Diet Found to Influence Gene Expression - European Medical Journal

Diet Found to Influence Gene Expression

1 Mins
Cardiology

GENE expression is affected by gut microbiota changes induced by diet, new research has revealed. It is currently known that while the DNA composition of genes is relatively fixed, changes in the environment are able to trigger a gene response, altering their expression via the utilisation of chemical tags located along the DNA, switching them on and off. Furthermore, although it has been discovered that the gut microbiota produce many metabolites that influence health and disease, the framework of molecular mechanisms that underlie this are, at present, unknown.

The team at the University of Wisconsin-Madison, Madison, Wisconsin, USA, sought to unveil the role of gut microbes in health, raising mice on two different diets: a diet rich in simple sugars and fats (emulating a Western diet) and one rich in plant carbohydrates (emulating a human diet rich in fruits and vegetables). A comparison of the two mice groups revealed that the Western-style diet prevented a significant amount of the epigenetic changes that occurred in the plant-rich diet. It was further discerned that a particular group of short-chain fatty acids, produced when gut bacteria ferment nutrients from plants, were partly responsible for communicating with the cells of the host mice through the epigenome.

To further test the role played by the short-chain fatty acids, the researchers raised a group of mice in a germ-free environment so they had virtually no gut microbiota. When these mice were provided with short-chain fatty acid supplements, the epigenetic changes seen in normal mice raised on a plant-rich diet were restored. One of the researchers, Prof John Denu, Department of Biomolecular Chemistry, University of Wisconsin School of Medicine and Public Health, Madison, Wisconsin, USA, noted that these findings helped demonstrate that “the collection of three short-chain fatty acids produced in the plant-based diet are likely major communicators. We see that it is not just the microbe.
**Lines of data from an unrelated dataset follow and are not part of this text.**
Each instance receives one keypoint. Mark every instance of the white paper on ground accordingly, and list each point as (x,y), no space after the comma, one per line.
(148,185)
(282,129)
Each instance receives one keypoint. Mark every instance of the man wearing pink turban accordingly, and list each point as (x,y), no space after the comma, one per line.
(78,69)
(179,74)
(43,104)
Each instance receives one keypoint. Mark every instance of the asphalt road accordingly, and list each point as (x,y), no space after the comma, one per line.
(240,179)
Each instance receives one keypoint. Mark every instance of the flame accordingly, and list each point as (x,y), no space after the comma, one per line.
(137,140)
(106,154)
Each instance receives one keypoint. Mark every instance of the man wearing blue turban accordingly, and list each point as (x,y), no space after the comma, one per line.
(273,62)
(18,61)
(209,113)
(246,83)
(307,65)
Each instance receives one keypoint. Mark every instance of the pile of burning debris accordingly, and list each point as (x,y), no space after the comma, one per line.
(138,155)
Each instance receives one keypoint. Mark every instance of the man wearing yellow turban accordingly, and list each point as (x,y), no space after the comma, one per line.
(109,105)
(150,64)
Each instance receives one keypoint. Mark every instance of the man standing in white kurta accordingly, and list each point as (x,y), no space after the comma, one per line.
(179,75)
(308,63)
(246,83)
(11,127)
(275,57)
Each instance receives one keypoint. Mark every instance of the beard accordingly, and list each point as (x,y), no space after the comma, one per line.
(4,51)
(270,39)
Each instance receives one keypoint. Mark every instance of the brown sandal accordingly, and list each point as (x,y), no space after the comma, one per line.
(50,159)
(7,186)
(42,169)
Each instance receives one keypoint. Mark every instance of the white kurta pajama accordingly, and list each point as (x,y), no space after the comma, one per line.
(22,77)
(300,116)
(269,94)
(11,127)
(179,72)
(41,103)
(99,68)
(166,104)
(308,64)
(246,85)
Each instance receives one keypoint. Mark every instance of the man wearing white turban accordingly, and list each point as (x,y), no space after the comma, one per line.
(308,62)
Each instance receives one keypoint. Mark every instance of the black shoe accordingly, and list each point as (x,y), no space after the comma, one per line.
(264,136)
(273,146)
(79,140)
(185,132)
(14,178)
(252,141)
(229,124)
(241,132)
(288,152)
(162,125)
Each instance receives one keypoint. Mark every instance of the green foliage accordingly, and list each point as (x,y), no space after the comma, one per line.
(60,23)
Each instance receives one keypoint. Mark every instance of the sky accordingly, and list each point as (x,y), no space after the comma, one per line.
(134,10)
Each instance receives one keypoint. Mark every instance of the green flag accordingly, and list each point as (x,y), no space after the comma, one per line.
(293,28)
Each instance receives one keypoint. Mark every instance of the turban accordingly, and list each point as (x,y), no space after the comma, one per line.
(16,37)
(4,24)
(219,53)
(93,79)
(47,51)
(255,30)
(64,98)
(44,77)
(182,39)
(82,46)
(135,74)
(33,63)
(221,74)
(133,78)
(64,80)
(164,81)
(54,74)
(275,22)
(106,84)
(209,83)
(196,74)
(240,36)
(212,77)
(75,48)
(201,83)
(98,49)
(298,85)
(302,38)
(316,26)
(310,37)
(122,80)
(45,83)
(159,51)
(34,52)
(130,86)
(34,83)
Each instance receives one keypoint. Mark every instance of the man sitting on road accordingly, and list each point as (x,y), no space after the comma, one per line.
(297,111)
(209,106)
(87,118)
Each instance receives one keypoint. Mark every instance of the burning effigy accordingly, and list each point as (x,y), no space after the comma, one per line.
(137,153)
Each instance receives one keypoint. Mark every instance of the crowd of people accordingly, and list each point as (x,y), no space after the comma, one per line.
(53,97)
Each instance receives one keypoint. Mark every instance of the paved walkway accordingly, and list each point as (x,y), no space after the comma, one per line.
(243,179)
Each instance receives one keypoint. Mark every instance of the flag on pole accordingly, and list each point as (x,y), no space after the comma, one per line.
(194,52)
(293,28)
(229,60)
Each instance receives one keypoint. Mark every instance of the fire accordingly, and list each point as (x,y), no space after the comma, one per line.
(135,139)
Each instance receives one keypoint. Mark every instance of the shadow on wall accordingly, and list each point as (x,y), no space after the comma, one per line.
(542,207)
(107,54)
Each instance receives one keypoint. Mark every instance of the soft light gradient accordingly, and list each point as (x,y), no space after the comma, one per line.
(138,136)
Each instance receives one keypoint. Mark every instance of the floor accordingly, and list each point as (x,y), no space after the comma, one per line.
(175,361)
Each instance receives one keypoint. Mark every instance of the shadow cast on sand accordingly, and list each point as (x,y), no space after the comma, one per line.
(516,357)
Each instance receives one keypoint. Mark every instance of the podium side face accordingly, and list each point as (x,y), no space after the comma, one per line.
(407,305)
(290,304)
It is microbial metabolism.”

A final intriguing discovery obtained from this research was the idea that communication between the gut microbiome and the host extended further than the colon, with evidence uncovered suggesting communication with cells in the fatty tissue of the gut and liver.

The researchers explained the differing impacts of the diets by suggesting that foods rich in fat and sugar are not necessarily a good source of nutrients for gut microbes, leading to a reduction in the diversity of the gut microbiome and consequently, decreased communication with the epigenome. Prof Denu concluded: “We are starting to understand the mechanism of how and why diet and the microbiome matter.”